She writes in her book, Defined by Christ (Covenant Communications, 2010):
I was once invited to speak to a congregation in the deep South. Apparently they didn’t know I was LDS until I arrived, because the minister seemed utterly shocked when he said some negative things about Latter-day Saints and I told him I was one. His hospitality suddenly turned into hostility. When he introduced me, he said with no hidden disdain that the Mormon Church “is a Christian-like church.”
I was tempted to correct him but sensed that the best doctrine I could possibly teach would come not through my words, but my actions. The next few hours I was on my best behavior, because I felt like I was truly representing Jesus Christ.
After I finished speaking, a number of people approached me and said something to the effect of, “Well, you sure could pass for a real Christian.”
I don’t know if the words were meant as a compliment, but that’s how I chose to interpret them. I smiled, grateful for the spiritual help I’d received in fighting the feelings of the flesh. I did my best to convey the fact that my faith–all of it–hinges on my belief in Jesus Christ and my devotion to His gospel.

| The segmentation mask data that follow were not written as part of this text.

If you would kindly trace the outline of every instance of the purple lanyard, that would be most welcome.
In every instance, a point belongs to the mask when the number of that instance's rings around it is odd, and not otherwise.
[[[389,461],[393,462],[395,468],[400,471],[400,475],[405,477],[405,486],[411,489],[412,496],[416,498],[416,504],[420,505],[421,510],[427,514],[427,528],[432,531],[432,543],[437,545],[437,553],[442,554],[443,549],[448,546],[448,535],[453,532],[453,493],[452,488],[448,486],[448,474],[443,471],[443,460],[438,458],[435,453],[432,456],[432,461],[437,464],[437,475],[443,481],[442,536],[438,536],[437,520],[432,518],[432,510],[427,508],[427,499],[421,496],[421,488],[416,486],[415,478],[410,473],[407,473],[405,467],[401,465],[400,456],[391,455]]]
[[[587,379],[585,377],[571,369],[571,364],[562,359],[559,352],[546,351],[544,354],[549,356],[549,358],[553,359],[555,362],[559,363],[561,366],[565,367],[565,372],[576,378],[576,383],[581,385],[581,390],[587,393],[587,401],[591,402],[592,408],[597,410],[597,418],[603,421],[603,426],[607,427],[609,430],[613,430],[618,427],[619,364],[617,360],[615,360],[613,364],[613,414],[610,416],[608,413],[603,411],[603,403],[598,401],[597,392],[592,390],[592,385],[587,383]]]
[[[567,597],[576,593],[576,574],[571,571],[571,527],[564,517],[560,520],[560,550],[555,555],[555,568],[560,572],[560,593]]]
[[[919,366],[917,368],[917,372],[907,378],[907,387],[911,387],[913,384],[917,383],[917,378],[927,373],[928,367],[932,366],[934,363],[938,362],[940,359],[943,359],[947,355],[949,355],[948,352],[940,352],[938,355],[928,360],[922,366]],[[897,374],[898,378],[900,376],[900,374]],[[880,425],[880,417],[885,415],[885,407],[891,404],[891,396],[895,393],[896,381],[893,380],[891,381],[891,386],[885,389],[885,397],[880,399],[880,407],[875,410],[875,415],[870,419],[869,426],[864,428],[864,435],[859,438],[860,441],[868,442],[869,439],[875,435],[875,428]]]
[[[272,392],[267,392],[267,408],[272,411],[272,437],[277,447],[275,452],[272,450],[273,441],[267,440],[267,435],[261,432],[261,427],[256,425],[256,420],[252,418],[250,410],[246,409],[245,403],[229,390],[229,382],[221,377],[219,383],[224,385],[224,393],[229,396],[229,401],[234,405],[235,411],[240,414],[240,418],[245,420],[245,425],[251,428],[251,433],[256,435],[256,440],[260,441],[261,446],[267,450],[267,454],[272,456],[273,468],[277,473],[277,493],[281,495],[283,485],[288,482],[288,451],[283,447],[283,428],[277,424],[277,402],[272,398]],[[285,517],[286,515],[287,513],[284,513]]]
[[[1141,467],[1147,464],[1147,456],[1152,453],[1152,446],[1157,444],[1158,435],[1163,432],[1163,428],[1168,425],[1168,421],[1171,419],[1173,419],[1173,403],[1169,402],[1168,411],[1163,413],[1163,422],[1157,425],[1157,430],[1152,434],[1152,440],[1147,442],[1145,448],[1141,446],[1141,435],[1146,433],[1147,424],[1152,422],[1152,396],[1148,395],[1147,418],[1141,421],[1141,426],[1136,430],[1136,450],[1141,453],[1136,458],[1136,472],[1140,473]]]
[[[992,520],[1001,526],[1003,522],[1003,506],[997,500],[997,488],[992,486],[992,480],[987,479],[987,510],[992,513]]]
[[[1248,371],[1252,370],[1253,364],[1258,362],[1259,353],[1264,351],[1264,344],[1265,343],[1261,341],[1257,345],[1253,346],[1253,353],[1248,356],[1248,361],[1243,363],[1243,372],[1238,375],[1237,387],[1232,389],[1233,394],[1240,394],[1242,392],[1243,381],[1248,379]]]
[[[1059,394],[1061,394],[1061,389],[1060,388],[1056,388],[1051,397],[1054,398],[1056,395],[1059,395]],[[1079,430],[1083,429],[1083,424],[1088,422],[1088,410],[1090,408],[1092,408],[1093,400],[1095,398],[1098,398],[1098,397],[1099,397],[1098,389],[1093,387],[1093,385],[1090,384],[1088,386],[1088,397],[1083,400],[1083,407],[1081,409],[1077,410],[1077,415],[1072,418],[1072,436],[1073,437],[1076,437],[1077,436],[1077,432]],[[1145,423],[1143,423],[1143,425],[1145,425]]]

When we embraced at my departure, the minister whispered in my ear, “We have nothing in common, Christians and Mormons.”
My eyebrows arched as I backed up. “Is Jesus your Savior?” I asked.
“Ye, ma’am!” he said in his rich Southern drawl.
“He’s my Savior too.”
The smirk melted from the man’s face, and I had to fight the one that threatened to break out on my mine.
That is the essence of my belief: Jesus Christ is my Savior. It’s that simple. It’s that wonderful.
Why, then, have I spent so much of my life feeling unworthy to be saved?